12. Counsel misconduct: for a counsel that has engaged in misconduct, do you generally take steps while the proceedings are underway, or include consideration of the misconduct in a subsequent award of costs, or do you believe it is not within the responsibility of the arbitral tribunal? (choose only one)
(a) Discipline during proceedings, immediately when misconduct occurs
(b) Discipline both during proceedings and in subsequent award on costs
(c) Take misconduct into consideration in cost award
(d) Do not believe counsel misconduct is responsibility of the tribunal
DCT answer: (b). Fortunately, I haven’t encountered counsel misconduct that was serious enough to require discipline. If I did, I expect that I’d proceed more or less as follows:
(a) During the proceedings, I’d impose tailored discipline, which in some cases might including an immediate award of relevant costs; and
(b) Later, if awarding costs for the entire case, I’d take the misconduct into account as appropriate;
(c) I’d always focus on keeping the proceedings on track while remaining fair to both parties (and always after notice and opportunity to be heard).
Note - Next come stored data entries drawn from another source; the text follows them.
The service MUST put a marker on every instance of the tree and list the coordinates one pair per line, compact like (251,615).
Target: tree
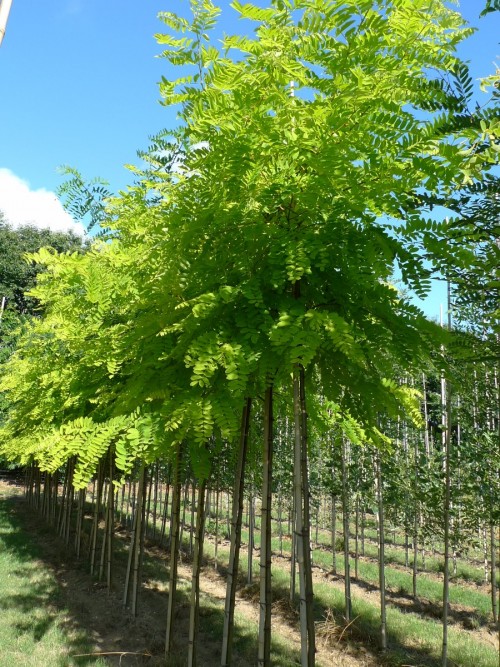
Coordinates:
(18,274)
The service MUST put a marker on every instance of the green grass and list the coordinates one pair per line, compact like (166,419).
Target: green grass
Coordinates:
(35,629)
(411,637)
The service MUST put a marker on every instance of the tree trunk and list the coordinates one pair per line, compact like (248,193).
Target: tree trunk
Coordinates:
(194,612)
(174,552)
(345,518)
(381,555)
(264,652)
(334,534)
(234,553)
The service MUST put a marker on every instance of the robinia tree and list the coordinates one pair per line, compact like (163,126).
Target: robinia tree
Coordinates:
(259,257)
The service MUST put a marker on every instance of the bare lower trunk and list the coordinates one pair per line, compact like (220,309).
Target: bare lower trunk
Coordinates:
(234,554)
(174,552)
(381,555)
(345,517)
(195,579)
(264,652)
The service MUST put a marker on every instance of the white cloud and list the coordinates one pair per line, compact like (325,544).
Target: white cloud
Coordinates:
(41,208)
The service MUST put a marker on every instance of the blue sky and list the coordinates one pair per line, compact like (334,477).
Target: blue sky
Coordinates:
(78,82)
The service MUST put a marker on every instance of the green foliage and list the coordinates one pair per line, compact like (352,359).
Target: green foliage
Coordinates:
(260,234)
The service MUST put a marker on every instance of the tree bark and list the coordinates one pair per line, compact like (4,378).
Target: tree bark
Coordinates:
(264,652)
(234,554)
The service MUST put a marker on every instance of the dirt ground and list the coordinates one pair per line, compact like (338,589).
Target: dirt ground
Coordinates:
(124,640)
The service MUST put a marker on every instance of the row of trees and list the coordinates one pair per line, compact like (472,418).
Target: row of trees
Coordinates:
(249,266)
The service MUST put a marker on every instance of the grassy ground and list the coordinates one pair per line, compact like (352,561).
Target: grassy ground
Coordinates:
(35,630)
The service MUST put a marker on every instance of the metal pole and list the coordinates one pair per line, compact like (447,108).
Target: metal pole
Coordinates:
(4,16)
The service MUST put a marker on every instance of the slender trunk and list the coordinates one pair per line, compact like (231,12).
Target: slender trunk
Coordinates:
(280,521)
(110,526)
(494,598)
(251,535)
(264,652)
(194,612)
(311,638)
(217,497)
(293,559)
(79,521)
(191,524)
(381,555)
(446,405)
(334,534)
(97,512)
(234,553)
(345,518)
(356,539)
(174,552)
(139,540)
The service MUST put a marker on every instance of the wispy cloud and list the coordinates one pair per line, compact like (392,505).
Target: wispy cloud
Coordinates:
(21,205)
(73,7)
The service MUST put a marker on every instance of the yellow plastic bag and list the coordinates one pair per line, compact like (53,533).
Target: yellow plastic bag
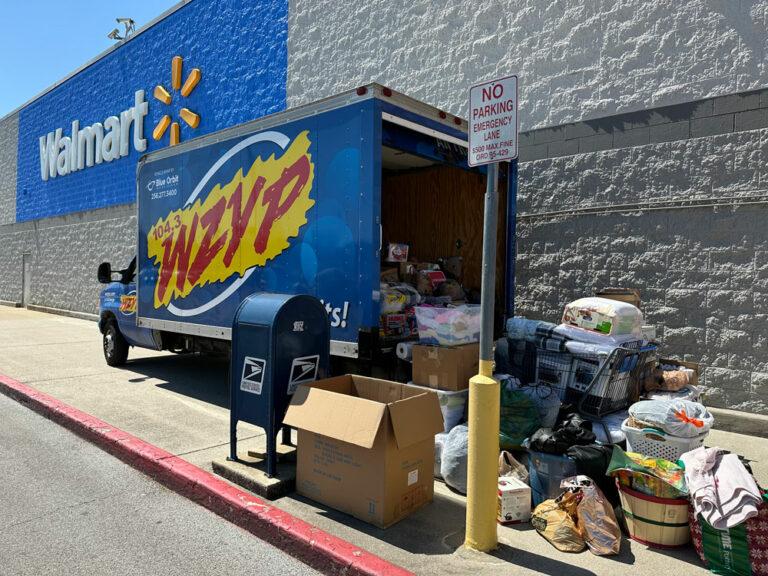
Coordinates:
(553,521)
(594,516)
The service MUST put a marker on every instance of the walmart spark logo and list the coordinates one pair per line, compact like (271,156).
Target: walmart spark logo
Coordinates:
(190,118)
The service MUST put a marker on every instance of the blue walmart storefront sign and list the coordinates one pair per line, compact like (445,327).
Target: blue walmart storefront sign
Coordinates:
(209,65)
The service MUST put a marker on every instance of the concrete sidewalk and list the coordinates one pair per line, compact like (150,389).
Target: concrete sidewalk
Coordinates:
(180,404)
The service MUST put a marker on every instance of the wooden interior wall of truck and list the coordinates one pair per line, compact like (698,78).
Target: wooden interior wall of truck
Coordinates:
(432,208)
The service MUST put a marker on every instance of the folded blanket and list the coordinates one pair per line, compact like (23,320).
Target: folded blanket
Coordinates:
(721,488)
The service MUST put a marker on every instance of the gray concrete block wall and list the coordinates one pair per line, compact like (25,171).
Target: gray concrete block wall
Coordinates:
(9,138)
(576,60)
(702,270)
(65,252)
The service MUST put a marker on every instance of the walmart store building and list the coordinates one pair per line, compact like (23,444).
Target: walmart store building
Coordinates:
(644,145)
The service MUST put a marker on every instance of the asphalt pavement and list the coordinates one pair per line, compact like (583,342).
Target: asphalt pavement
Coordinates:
(67,507)
(179,403)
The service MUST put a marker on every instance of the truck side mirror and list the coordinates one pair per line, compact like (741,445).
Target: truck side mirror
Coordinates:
(104,273)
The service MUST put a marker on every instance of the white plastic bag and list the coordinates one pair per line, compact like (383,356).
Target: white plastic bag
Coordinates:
(453,465)
(679,418)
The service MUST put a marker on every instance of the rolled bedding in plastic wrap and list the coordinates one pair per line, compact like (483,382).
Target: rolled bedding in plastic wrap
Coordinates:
(604,316)
(545,399)
(439,444)
(679,418)
(538,332)
(581,335)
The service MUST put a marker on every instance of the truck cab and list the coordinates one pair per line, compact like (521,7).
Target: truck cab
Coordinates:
(117,314)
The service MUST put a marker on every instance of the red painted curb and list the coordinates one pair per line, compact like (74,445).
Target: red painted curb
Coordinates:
(317,548)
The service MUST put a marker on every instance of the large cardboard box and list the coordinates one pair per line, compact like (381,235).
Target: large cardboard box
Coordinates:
(445,367)
(365,446)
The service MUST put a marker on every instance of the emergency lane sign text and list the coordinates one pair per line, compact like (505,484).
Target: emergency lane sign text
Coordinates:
(493,121)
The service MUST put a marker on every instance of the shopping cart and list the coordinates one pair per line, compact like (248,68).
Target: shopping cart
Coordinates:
(597,385)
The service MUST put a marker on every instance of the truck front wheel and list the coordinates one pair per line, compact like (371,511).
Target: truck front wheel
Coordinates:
(115,346)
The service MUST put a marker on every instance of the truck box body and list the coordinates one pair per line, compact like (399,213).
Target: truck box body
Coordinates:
(288,203)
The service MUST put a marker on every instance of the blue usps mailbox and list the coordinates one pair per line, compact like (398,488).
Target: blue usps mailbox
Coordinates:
(278,342)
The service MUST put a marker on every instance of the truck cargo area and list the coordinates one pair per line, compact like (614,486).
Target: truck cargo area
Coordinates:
(437,209)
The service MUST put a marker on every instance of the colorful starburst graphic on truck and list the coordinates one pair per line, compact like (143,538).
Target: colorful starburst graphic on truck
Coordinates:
(162,95)
(241,224)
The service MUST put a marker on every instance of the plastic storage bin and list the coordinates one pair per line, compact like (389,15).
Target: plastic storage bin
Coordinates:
(658,444)
(545,473)
(448,326)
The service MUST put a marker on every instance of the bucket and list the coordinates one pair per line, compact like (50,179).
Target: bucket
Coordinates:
(655,522)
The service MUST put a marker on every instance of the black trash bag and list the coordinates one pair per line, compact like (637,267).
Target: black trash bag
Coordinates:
(592,460)
(516,358)
(573,430)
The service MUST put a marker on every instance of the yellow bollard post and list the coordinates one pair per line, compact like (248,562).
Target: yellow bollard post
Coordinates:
(483,448)
(482,460)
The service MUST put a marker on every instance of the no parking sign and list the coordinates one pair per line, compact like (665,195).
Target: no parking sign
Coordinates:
(493,121)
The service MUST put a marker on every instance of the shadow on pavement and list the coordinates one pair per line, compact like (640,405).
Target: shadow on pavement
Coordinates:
(204,378)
13. Costs: do you believe it is appropriate for a party to recover all of its reasonable costs (including counsel fees) if it has prevailed on its claims or defenses?
DCT answer: 2 (sometimes).
(a) I’m not opposed to awarding a party all of its costs if permitted by the parties’ agreement, including the agreed arbitration rules.
(b) Absent an agreement otherwise, I would expect that a party seeking its costs would provide reasonable supporting documentation, for example in accordance with traditional American practice.
(c) If the parties’ agreement gave me any flexibility, I’d normally consider the circumstances, including for example the difficulties and uncertainties of the issues presented and the parties’ conduct during the case.
14. Costs: do you believe it is appropriate for a party to recover the reasonable costs of any in-house counsel who conducted or assisted the party’s conduct of the arbitration?
DCT answer: 2 (sometimes). See #13 above. Where in-house counsel serve as lead- or assisting counsel, their costs should be treated in the same way as if they were outside counsel.
15. Do you view yourself as conducting proceedings more in the style of the common law, the civil law, or no preference / depends on situation?
DCT response: 4 (more civil than common law).
(a) I’m comfortable conducting arbitration proceedings in the common-law tradition, in which I was trained and in which I practice.
(b) In my view, though, the goals of arbitration might be better served, in some respects, by what I understand to be some of the practices used in civil-law jurisdictions. This stems from my view that, to the extent practicable, an arbitration should be managed as a business matter.
In my view, an arbitration proceeding should be managed as an expedited, joint business project whose “deliverables” are the final evidentiary record and the final award. Please see the arbitration procedures document for some specific preferences of mine.